Jonathan Mann of Bresky Law Obtains Reversal in Fifth District Court of Appeal of Final Judgment Modifying Timesharing Entered After Judge Disqualified Himself
Jonathan Mann of Bresky Law recently obtained reversal, in the Fifth District Court of Appeal, of a final judgment of modification of timesharing of a minor child. The parties’ son was two years old in 2008 at the time of the parties’ divorce. Two years after the divorce, the father sought to modify the timesharing schedule regarding the son. The trial court held a hearing on the father’s petition and at the end of the hearing made an oral ruling granting the modification.
However, the trial judge later disqualified himself from the case, and all cases involving the mother’s trial attorneys, shortly after the hearing due to a motion by the mother’s trial attorneys alleging fears they would not receive fair treatment. The parties then disagreed over the details of the final written judgment granting modification. The mother objected to the father’s proposed final judgment. The trial court rendered a written final judgment two months later granting the father’s petition for modification, despite the judge having disqualified himself.

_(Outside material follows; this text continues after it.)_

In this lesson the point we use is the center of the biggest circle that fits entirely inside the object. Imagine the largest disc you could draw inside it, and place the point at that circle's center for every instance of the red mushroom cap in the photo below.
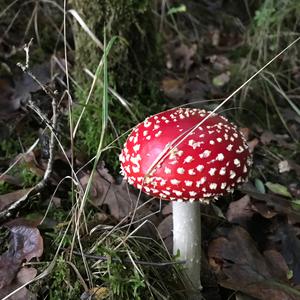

On appeal to the Fifth DCA, Mann argued on behalf of the mother that the trial court’s final judgment was void because the trial judge rendered the written final judgment after disqualifying himself. Mann acknowledged the existence of the “ministerial act” exception that allows a disqualified trial judge to reduce a prior oral ruling to writing. However, the exception does not apply where the judge exercises any further discretion prior to rendering the written order. Mann argued that the exception was inapplicable in this case because the trial court had used further discretion regarding the parties’ disagreement over the proposed final judgment before rendering the written final judgment.
The Fifth DCA agreed that the ministerial act exception to the disqualification rule did not apply in this case. The Fifth DCA issued a written per curiam opinion reversing the final judgment of modification. This beneficial result in the appellate court undid the final judgment that was detrimental to our client.